Nous retiendrons une définition plus large et plus neutre : les rentes sont des avantages qui peuvent être durablement accaparés par les acteurs économiques (capitalistes, financiers, propriétaires, salariés, indépendants, entrepreneurs, États…) via des mécanismes économiques, politiques ou légaux qu’ils peuvent éventuellement influencer. Il peut s’agir de revenus monétaires ou d’avantages en nature, notamment les conditions de travail marquées par de fortes disparités.
On le verra dans le premier temps de ce livre, des chocs technologique, idéologique ou encore géopolitique peuvent générer de nouvelles sources de rentes et remettre en cause à la fois la taille des rentes actuelles, leur pérennité et leur partage. Ainsi, une révolution industrielle détruit des rentes fondées sur les anciennes technologies mais ouvre également de nouvelles opportunités. L’extension de l’économie de marché avec la transition de l’ex-bloc soviétique ou la marchandisation de la santé rebat également le jeu économique. Les acteurs qui détiennent les bonnes cartes accaparent alors une part croissante des richesses.
La description de l’évolution des rentes et de leurs sources dans les dernières décennies 3 , puis le décorticage de leurs mécanismes d’accaparement font apparaître le surarmement des capitalistes. Le propriétarisme en est le levier décisif : le « tout propriété » va bien au-delà des avantages de la propriété foncière pour s’étendre aux droits de propriété sur l’intangible – bases de données, brevets… Ce propriétarisme ainsi que le recul de l’État permettent aux capitalistes d’amasser des rentes considérables.
Du côté du travail, les profonds changements qui affectent les individus et le contenu de leurs postes facilitent de nouvelles formes de domination : des emplois présumés « improductifs » sont soumis en réalité à l’intensification du travail, s’enrichissent en compétences et génèrent des gains de productivité nourrissant les rentes capitalistiques. Ces gains sont cachés, voire niés, par des outils statistiques inadaptés pour saisir le travail d’aujourd’hui. Quant au travailleur entrepreneur de lui-même il est un mythe lorsque demeurent, voire se renforcent, les relations de subordination des salariés à leur employeur.
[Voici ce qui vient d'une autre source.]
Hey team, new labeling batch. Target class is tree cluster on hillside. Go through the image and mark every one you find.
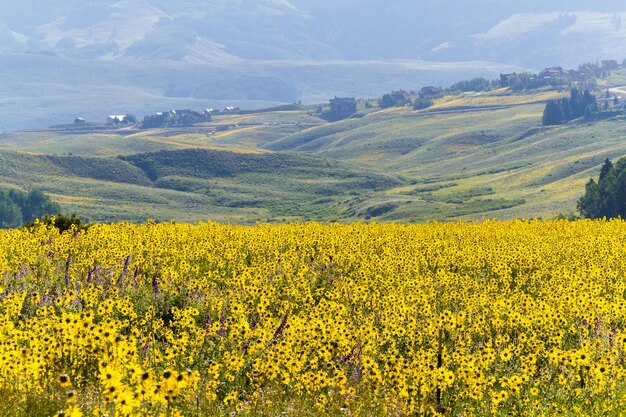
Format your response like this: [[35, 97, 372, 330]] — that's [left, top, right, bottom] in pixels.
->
[[542, 88, 598, 126], [413, 97, 435, 110], [578, 158, 626, 219], [378, 90, 411, 109], [0, 190, 60, 229], [448, 77, 499, 93]]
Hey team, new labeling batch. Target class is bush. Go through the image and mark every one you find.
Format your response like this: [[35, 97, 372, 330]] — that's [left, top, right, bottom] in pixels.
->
[[0, 190, 60, 229], [24, 213, 89, 233]]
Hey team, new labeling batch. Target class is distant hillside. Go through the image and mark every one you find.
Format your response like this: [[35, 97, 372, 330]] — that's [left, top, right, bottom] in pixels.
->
[[0, 89, 626, 223], [0, 149, 405, 223], [0, 54, 518, 132]]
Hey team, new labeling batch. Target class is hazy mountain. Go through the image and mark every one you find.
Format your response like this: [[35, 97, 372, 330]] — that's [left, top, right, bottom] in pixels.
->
[[0, 0, 626, 68]]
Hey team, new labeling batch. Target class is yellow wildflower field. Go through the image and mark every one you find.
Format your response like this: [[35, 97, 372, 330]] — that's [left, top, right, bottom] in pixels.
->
[[0, 221, 626, 416]]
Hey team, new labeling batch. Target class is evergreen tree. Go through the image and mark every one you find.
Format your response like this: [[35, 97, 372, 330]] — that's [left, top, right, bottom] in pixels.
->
[[600, 158, 613, 181], [578, 158, 626, 219], [0, 191, 22, 229]]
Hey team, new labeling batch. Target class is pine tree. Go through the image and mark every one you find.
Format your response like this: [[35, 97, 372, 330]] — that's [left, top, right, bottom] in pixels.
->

Pourtant, le monde du travail compte aussi ses gagnants : certaines corporations échappent à l’impératif de compétitivité et récupèrent des rentes de situation sans rapport avec leur effort ; elles parviennent même parfois à concentrer l’attention et les dépenses de prévention sur leurs conditions de travail alors qu’elles ne sont pas dégradées.
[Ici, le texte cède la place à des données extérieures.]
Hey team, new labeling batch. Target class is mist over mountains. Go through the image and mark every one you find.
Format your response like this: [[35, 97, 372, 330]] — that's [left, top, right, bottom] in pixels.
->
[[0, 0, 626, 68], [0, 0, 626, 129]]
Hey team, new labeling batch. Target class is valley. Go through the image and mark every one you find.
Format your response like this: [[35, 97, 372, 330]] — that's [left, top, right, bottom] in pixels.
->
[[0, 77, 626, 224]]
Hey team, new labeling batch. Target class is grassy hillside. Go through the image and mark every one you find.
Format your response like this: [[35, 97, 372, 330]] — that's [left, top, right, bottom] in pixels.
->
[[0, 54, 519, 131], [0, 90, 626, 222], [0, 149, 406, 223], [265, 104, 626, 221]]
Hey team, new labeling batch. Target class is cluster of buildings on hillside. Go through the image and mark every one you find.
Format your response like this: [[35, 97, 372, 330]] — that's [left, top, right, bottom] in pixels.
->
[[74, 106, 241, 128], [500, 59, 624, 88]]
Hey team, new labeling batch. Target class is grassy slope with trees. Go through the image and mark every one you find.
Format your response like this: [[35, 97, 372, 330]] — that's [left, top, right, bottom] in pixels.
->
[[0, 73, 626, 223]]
Les grands arguments naturalisant la distribution des revenus et salaires sont donc partiels ou partiaux. Le partage des richesses et des efforts se révèle malléable. Le deuxième temps de ce livre s’inscrit dans la perspective d’un nouveau progrès social, qui passe par une action à la source. Et, par la reconnaissance des efforts de ceux qui se voient qualifiés d’improductifs.
Alors comment agir à la source et remodeler la distribution primaire des rentes ? Ce livre propose des pistes. D’une part, il s’agit de réhabiliter le travail pour que le plus grand nombre récupère une partie des rentes : tous rentiers ! Pour cela, on ne peut se contenter des salaires minima. Au-delà, le monde du travail peut se remobiliser. Contrairement aux idées reçues, il n’est ni amorphe ni éclaté. Des États-Unis à l’Europe, apparaissent des modes de mobilisation innovants. Ils peuvent tout à fait s’étendre, nous le verrons. D’autre part, il s’agit d’affaiblir le capital en faisant reculer le propriétarisme sur ses deux versants : le « tous propriétaires » comme le « tout propriété ».